Megan by Megan Thee Stallion album review by Sam Franzini for Northern Transmissions

7.3

MEGAN

Megan Thee Stallion

The Megan Thee Stallion ethos can be distilled into a single lyric from “NDA,” the first track on her 2022 album Traumazine. “Kill a bitch, all I need is a pencil and a pad.” You can brag about taking any man you want, or how much money you have, but Megan’s ability to write a damn good lyric is something she’s flaunted for her entire career — often, it’s the defining measure of her songs.

Though the era of MEGAN started last fall, with the electric guitar-laden “Cobra,” things sped up this winter with the release of “HISS,” a hardcore, fast-paced diss towards the music industry and the many people who continue to take Tory Lanez’ side after their infamous shooting incident. “Every time I get mentioned, one of y’all bitch-ass n****s get twenty-four hours of attention,” she says on the spoken-word intro, mentioning the burgeoning rappers who use her name to get by. “HISS” also features the line that launched a thousand tweets, “These hoes don’t be mad at Megan, these hoes mad at Megan’s Law,” a diss at Nicki Minaj’s husband, a registered sex offender. Nicki went on a massive, immature and one-sided Twitter rant towards her former friend, but Meg stayed classy and said nothing. One line on “Rattle” hints at Nicki’s threat on her awful diss track “Big Foot”; Megan taunts, “Ain’t got no tea on me, this ho think she TMZ.” Beef squashed, the resulting record focuses on her usual topics — money, sex, and how hot she is.

Like most modern rap albums, MEGAN’s half gems and half filler. It’s a symptom with each of her albums, not helped by the extensive, 18-song tracklist. “Broke His Heart” is simply a meditation on how good her pussy is with repetitive lyrics; “Worthy” is a Lizzo-lite affirmation session (“I’m worthy, not worthless”); “Where Them Girls At” is interrupted by an awful sample; the slow jam of “Spin” feels out of place here, even with a sleek Victoria Monét assist; and even though “Otaku Hot Girl” is peppered with references to the point of overkill, “Mamushi” is the most egregious example of her anime obsession, where she and rapper Yuki Chiba trade off Japanese brags, like a language-learning program we don’t necessarily need to be privy to. Even though “Cobra” is a necessary look at her mental health status and substance abuse, intimate and personal, it’s hard to look past the clunker of the lyric “This pussy depressed.” She explores this at least a little better on “Moody Girl,” where she admits she’s a “Sad little bitch, I be twerkin’ and cryin’.”

MEGAN’s highlights are some of her personal best, however. GloRilla assists with “Accent,” which Megan insists she has, though it rarely comes out: “Thicker than my accent / … Pretendin’ he don’t understand me / So we can talk again.” GloRilla is more apt here with her Mephis twang: “Thought he was a city boy until he met a country bitch.” Another successful feature, the bouncy “B.A.S.” sees two partners addressing their shortcomings in a way that suggests it doesn’t matter too much: “He lyin’ to me and I’m lyin’ to him / Fuck it, guess we both ain’t shit.”

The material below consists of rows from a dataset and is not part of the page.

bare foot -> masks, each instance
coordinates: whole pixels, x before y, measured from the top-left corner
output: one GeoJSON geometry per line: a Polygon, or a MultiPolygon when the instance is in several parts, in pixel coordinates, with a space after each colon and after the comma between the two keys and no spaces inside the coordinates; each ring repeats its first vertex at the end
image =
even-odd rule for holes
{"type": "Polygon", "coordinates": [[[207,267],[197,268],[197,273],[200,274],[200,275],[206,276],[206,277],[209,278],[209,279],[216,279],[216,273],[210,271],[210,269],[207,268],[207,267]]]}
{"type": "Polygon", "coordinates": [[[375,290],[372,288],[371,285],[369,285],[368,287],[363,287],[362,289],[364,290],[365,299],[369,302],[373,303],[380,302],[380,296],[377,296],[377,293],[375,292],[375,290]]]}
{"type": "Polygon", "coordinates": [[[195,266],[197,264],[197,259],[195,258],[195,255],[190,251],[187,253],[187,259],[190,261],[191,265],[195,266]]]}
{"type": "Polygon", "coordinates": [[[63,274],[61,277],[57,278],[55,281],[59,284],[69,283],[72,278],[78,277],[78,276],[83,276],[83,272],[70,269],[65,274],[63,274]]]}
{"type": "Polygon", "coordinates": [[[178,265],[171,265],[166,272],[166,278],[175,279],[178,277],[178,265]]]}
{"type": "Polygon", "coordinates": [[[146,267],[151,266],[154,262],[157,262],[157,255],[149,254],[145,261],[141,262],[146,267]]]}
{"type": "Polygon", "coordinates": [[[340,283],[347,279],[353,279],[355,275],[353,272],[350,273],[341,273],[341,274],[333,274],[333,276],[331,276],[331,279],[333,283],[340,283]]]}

Megan also addresses the rap crowd turning against her simply due to her success — on “HISS,” she said, “Ask a ho why she don’t like me, bet she can’t give you a reason,” but now whether due to jealousy or allegiance to Nicki, she’s finding herself with more enemies than her infectious personality would pull in any other time. On “Rattle,” she seems to accept the sentiment, seeing it for what it is: a joint attempt to take her down. “Only time y’all weak hoes link up / It’s when another bitch tryna get rid of me / Ayy, but fuck it, I’ll go to war with the whole world / Street n****s, rap n***s comin’ for the Hot Girl.” She goes further with the men, calling out their hypocrisy and hesitation dissing other men: “They scared of each other, but beat on the women,” she raps. On “BOA,” too, the initially confusing but ultimately silly sample from Gwen Stefani’s “What You Waiting For?” sets the soundtrack for her to diss people making it big on TikTok, saying that they’re not real rappers. (It also makes for the excellent soundbite of Megan calling out her haters’ failures: “Womp womp womp womp…”)

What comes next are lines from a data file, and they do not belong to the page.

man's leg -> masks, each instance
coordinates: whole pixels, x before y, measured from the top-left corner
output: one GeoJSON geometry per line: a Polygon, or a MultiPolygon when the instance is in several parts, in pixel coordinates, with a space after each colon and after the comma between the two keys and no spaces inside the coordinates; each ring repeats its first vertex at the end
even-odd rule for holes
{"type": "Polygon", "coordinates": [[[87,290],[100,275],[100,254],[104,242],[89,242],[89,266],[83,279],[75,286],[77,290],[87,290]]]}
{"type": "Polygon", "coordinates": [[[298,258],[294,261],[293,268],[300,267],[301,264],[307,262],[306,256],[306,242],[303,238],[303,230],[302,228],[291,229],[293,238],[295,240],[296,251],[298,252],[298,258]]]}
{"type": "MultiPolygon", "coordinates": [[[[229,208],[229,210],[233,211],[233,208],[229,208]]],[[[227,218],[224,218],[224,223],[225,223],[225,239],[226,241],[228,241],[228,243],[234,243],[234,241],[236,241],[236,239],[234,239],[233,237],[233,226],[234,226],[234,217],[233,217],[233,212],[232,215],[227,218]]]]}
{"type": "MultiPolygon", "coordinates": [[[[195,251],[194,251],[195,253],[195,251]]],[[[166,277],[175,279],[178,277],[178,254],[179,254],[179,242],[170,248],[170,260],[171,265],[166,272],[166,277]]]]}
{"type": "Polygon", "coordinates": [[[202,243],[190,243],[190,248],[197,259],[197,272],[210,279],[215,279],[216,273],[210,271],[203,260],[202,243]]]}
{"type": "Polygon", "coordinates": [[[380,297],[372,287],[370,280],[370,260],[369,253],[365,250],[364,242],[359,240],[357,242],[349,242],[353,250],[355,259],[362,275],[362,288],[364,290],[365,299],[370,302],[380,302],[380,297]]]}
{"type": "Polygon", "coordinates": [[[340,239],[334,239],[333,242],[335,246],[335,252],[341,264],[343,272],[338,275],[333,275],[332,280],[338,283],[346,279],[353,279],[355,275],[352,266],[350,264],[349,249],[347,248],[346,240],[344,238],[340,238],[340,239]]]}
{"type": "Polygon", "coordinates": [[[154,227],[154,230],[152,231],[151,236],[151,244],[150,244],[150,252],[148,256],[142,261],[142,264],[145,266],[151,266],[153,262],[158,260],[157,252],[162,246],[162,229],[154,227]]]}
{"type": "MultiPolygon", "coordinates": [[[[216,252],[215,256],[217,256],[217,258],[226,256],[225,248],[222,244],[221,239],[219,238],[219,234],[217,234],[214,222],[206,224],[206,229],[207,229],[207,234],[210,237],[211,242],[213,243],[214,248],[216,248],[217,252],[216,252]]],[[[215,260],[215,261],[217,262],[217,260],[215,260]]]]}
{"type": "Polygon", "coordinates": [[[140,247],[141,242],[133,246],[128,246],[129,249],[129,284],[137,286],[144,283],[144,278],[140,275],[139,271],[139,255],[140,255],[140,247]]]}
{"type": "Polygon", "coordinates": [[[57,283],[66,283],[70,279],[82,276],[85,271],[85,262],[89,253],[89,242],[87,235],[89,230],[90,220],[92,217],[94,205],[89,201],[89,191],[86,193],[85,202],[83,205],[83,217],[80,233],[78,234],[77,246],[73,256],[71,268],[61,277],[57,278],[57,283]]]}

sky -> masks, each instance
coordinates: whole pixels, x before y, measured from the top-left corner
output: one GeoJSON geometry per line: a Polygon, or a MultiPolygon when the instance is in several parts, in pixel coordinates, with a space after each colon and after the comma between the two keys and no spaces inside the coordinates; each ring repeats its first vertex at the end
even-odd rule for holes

Megan is a supremely charismatic person and rapper, but MEGAN makes way for too much seriousness, as if she needed to prove herself after the Nicki debacle earlier this year. But “HISS,” which remains MEGAN’s best song, never shied away from the comedy while spitting truth in the next line: “My pussy so famous, might get managed by Kris Jenner next.” Thee Hot Girl dabbles in the fun for a few opportune moments, but MEGAN is less mesmerizing and replayable than previous projects.